# Online-Liga



## diavolo (6. Juni 2004)

hallo zusammen

ich habe mir zum Ziel gesetzt eine Page mit einer Online-Liga (Xbox/PS2) zu erstellen. 

Da es meine erste Page wird hält sich meine Erfahrung natürlich in Grenzen  

und genau deshalb bin ich für jeden nützlichen Tipp dankbar.

Arbeiten werde ich mit Macromedia.

zu Beginn habe ich da schon mal so gewisse Fragen:

1) wie erstelle ich eine Tabelle (Ranking) bei welcher die ergebnisse einberechnet werden. 

2) wie kann ich das ganze so gestalten das nur Mitglieder Ergebnisse eintragen können?
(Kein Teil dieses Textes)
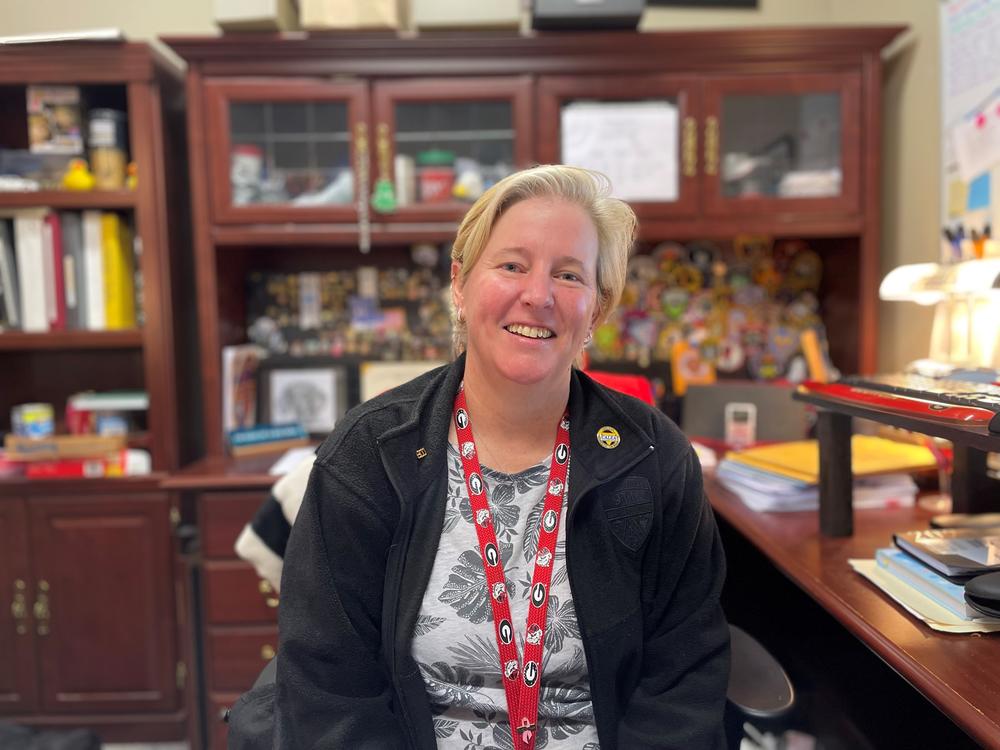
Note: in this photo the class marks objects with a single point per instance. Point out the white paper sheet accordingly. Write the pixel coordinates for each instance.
(633, 143)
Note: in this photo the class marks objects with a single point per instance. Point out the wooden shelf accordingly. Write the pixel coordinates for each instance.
(12, 341)
(108, 199)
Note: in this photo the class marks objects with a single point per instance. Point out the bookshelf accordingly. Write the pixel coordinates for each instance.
(132, 78)
(114, 659)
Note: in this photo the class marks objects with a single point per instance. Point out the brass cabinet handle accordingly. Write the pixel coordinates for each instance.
(711, 145)
(266, 589)
(689, 147)
(43, 614)
(19, 607)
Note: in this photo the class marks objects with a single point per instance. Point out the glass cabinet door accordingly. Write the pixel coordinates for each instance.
(439, 143)
(782, 143)
(289, 150)
(638, 130)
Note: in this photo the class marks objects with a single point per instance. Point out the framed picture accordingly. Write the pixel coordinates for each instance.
(312, 395)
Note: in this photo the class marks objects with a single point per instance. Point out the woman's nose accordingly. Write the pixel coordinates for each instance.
(537, 290)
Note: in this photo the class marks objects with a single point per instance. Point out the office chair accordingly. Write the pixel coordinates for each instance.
(759, 691)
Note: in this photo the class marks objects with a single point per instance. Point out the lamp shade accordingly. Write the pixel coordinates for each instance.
(929, 283)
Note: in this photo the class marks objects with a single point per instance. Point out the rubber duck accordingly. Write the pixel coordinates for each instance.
(78, 176)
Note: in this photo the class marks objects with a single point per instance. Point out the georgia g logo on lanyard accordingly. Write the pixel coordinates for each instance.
(521, 686)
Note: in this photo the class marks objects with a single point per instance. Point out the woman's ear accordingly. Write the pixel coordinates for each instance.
(456, 284)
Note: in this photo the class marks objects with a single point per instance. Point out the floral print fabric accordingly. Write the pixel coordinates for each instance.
(454, 641)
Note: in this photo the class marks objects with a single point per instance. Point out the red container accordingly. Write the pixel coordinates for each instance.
(436, 183)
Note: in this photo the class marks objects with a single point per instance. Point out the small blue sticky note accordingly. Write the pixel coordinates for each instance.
(979, 192)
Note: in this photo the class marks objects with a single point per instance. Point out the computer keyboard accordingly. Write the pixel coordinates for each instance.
(933, 398)
(941, 390)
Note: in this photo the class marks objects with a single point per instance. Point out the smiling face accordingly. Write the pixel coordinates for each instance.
(531, 297)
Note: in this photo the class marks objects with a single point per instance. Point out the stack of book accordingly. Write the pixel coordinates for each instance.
(67, 270)
(785, 476)
(927, 571)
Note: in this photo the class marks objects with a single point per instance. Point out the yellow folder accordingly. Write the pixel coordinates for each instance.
(869, 455)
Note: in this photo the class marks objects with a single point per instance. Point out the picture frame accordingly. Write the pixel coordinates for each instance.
(308, 392)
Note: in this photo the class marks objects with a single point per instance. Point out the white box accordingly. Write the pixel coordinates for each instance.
(448, 14)
(256, 15)
(346, 15)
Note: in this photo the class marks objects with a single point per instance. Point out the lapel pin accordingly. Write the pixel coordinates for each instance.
(608, 437)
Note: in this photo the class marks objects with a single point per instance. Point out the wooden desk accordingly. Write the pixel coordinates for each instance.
(972, 491)
(957, 673)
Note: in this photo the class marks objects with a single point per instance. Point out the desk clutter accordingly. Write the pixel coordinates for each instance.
(947, 578)
(99, 440)
(785, 476)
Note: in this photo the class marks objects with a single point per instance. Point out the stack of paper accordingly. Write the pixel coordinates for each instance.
(766, 491)
(785, 476)
(924, 594)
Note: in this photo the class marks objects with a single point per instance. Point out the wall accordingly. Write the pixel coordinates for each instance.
(911, 111)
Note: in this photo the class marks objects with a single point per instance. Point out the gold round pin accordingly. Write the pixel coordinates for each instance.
(608, 437)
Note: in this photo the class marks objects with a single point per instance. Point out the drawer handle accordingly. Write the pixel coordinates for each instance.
(266, 589)
(19, 607)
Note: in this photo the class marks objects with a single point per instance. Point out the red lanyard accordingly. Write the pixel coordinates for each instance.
(520, 684)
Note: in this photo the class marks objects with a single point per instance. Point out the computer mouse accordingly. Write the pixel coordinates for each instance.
(982, 593)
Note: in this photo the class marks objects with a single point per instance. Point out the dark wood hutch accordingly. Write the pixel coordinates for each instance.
(357, 98)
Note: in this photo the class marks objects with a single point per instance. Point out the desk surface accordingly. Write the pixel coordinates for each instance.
(224, 473)
(958, 673)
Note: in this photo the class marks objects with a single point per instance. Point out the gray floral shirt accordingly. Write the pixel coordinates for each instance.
(454, 641)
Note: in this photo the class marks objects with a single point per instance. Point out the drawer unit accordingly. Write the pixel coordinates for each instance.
(235, 594)
(239, 631)
(238, 655)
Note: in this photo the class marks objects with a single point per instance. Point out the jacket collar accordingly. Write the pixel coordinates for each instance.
(417, 447)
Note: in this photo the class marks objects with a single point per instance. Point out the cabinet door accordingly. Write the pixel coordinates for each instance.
(104, 614)
(640, 131)
(284, 150)
(440, 142)
(17, 644)
(789, 143)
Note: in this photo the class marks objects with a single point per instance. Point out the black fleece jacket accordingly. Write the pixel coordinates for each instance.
(643, 555)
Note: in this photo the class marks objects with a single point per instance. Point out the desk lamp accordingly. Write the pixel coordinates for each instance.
(966, 329)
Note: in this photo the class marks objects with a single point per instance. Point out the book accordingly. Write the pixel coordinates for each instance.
(949, 595)
(869, 455)
(110, 401)
(93, 271)
(74, 283)
(956, 553)
(119, 268)
(121, 463)
(55, 290)
(266, 439)
(8, 277)
(21, 448)
(30, 253)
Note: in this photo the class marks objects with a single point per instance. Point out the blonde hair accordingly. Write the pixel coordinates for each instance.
(613, 218)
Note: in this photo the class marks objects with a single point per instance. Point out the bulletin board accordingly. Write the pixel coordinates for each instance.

3) soll ich es mit php machen ?


Also erstmals danke denen die sich für meine Fragen Zeit nehmen.

Gruss

Diavolo


----------



## ichnicht (6. Juni 2004)

wenn du irgentwas dynamisches (@ Mitglieder Ergebnisse eintragen ) in deiner Seite hast kommst du um PHP Perl, od. ähnliches nicht herum.

Wegen Macromedia; das ist eine Firma, ich nehm an du meinst den Dreamweaver, dazu kann ich nur sagen: Schreib den Code selber, und verwende keine WYSIWYG - Editoren, weil die unmengen an unnötigem Code produzieren!
Ein guter (ich finde der beste) ASCII-Editor für HTML, PHP, Perl, ... ist phase5 

Für Tabellen und so, wenn du die TAGs bzw. Attribute nicht weißt: SelfHTML


----------



## Mogler (7. Juni 2004)

wow - das ist ja mal ein projekt ...

ohne eine serverseitige scriptsprache mit datenbankanbindung geht da nicht viel. es sei denn du trägst alles per hand ein.

gegen dreamweaver kann ich nichts negatives sagen. ich arbeite auch täglich damit. natürlich muss der code später ausgemistet werden. aber um schnell mal was zu zaubern ist er doch prima.

es gab mal ein komplettes, kostenloses liga-system (php/mysql). hab ich auch mal kurz benutzt - google einfach mal ein wenig

 Mogler


----------